Finalmente, querido lector, permítame compartir mi experiencia personal de un “encuentro” con nuestro santo Hermano Gerardo, recuerdos que atesoro como preciosas fotografías en un álbum familiar. Desde que ingresé en la Congregación Redentorista hace 23 años, he escuchado a menudo a mis hermanos mayores hablar del Hermano Gerardo, su vida y sus milagros.

Hace muchos años, tuve la oportunidad de peregrinar a Italia. Uno de los muchos lugares que visité fue el Santuario de San Gerardo en Materdomini. Fue allí, en la víspera de su festividad, el 16 de octubre, donde pude detenerme ante su tumba. Desde ese momento, San Gerardo se convirtió en un compañero invisible de mi vida.

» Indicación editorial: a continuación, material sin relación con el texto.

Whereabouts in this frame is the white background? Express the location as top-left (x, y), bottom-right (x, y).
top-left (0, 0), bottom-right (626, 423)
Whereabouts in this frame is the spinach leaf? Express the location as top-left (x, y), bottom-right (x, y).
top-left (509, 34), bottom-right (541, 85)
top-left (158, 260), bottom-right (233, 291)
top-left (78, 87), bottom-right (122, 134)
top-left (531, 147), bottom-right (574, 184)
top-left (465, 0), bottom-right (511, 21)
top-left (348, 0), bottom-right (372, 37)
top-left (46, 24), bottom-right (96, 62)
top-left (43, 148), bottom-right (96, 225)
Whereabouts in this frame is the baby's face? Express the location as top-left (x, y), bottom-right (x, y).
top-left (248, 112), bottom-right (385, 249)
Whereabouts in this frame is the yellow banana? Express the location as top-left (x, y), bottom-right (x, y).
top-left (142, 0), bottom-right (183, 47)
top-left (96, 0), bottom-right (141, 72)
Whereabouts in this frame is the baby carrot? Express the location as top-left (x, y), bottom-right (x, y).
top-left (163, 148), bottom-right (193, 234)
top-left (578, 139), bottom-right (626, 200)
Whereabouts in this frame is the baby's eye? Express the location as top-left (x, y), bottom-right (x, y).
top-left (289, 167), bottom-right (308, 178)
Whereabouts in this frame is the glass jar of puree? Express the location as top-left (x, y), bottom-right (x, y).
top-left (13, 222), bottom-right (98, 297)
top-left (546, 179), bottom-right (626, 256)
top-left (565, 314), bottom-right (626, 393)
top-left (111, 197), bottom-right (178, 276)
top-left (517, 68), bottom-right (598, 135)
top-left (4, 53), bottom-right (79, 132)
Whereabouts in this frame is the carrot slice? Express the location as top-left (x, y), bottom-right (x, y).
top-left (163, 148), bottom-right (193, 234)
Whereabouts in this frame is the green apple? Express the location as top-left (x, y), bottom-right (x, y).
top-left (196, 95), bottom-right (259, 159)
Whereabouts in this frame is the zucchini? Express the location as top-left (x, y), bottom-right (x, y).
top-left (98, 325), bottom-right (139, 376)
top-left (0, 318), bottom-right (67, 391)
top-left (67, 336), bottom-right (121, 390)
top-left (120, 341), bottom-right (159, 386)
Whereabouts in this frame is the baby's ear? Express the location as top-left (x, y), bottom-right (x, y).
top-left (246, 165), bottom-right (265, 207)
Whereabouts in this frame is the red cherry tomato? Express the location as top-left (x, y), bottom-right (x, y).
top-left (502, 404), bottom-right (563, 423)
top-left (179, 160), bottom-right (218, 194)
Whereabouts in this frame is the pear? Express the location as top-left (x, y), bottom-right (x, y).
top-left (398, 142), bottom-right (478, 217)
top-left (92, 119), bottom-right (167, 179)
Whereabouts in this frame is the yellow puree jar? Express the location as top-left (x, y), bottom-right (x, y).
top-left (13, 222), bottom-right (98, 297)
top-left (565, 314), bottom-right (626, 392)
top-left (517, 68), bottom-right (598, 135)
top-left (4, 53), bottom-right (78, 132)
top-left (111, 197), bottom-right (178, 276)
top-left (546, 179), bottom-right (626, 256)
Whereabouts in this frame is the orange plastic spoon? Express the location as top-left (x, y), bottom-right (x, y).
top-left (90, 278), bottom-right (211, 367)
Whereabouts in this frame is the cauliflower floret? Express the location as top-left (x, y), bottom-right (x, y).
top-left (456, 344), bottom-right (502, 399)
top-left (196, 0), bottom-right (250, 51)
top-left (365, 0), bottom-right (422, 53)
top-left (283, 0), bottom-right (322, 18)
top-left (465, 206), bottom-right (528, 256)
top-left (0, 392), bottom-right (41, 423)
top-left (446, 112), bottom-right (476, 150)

Aún conservo un vívido recuerdo de las multitudes que acudían a la basílica, cantando y rezando, para pedirle a San Gerardo las gracias que necesitaban y agradecerle los milagros realizados por su intercesión. Desde entonces, me he preguntado a menudo por qué este humilde hermano religioso, redentorista, cautiva tantos corazones.

Que Gerardo, nuestro jubiloso patrono y santo hermano, nos conceda el don de las vocaciones a nuestra familia redentorista, especialmente la vocación de hermanos religiosos.